I love reading and discussing research. I attend MA and Ph.D research presentations, discussions, and conferences whenever I can. I’m also a member of the Socio Cultural Orientation to Second Language Acquisition Research (SCOLAR), led by Merrill Swain, professor emeritus at Ontario Insitute for Studies in Education (OISE) at the University of Toronto, Canada.

Making informed decisions

The quantity and diversity of software and services available for elearning has exploded over the past decade. There are so many tools and with them come so many more possibilities. The choices can become overwhelming. You may know what you want to implement but how do you know where to start? How do you make well informed decisions? How do you narrow down the choices to something more manageable?

Wouldn’t it be great to sit down and talk with someone with extensive knowledge and experience of using elearning tools, developing strategies to implement learning and teaching philosophies, policies, approaches, methods, and techniques? To develop appropriate plans of action that can adapt to and accommodate unforeseen events and circumstances as they arise?

  • What tools are available?
  • How can you use those tools?
  • What are the benefits and issues with using those tools?
  • How can you maximise the benefits and minimise/address the issues?
  • Which tools would be appropriate and how would you use them?

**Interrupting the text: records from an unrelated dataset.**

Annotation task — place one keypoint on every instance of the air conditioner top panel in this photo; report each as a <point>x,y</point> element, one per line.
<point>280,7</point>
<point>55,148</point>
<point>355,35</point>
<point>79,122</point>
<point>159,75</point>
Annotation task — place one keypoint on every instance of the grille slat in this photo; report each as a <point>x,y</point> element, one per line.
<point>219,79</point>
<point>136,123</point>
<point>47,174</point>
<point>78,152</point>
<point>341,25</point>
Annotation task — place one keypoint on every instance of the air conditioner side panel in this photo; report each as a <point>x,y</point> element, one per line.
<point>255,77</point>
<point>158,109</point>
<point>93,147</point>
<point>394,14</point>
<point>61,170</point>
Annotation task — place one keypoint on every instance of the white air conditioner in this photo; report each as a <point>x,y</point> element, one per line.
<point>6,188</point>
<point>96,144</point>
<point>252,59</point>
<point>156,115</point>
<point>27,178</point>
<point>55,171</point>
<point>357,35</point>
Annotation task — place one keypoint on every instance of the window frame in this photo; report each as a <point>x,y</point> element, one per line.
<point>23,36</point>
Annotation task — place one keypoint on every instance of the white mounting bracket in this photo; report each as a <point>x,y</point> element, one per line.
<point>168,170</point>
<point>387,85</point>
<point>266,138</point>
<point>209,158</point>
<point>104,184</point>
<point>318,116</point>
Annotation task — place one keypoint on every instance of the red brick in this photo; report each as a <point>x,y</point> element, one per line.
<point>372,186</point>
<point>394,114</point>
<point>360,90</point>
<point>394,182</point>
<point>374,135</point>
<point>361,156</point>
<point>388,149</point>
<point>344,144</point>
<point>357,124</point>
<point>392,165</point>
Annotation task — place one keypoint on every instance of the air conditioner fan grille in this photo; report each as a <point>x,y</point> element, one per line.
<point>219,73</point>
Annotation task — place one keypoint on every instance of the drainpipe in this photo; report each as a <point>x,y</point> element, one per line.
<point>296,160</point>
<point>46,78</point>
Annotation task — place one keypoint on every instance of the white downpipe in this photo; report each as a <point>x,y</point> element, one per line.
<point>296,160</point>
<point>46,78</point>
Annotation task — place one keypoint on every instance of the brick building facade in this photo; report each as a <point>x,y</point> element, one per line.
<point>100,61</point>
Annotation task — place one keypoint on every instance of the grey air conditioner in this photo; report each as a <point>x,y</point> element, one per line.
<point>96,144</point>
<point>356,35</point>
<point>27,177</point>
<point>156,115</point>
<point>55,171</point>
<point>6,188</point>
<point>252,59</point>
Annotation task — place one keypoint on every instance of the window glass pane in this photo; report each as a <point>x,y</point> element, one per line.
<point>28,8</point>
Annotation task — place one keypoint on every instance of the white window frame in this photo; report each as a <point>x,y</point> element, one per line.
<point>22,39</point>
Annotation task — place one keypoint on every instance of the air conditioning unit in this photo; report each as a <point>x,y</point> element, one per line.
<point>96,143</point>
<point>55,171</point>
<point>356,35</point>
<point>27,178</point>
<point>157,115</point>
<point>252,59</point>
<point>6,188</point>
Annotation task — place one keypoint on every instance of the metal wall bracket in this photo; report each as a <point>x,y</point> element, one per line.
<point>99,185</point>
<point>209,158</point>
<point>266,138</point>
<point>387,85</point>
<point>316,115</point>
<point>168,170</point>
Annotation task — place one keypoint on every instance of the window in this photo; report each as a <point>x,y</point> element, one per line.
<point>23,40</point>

Monitoring learning and gathering data

Research projects and programmes have additional requirements on top of the platforms and tools to facilitate online learning and teaching. They need to gather and manage appropriate data/evidence/artefacts for analysis so that they can inform hypotheses. What kinds of data do you need to gather? How can you best gather it? How can you ensure its integrity and validity and that it reflects what the project/programme is investigating? Can you automate any statistical analyses? Are there easier ways to mine the data to identify patterns, correlations, and/or anomalies? How can you elicit evidence of learners’ thought processes and learning?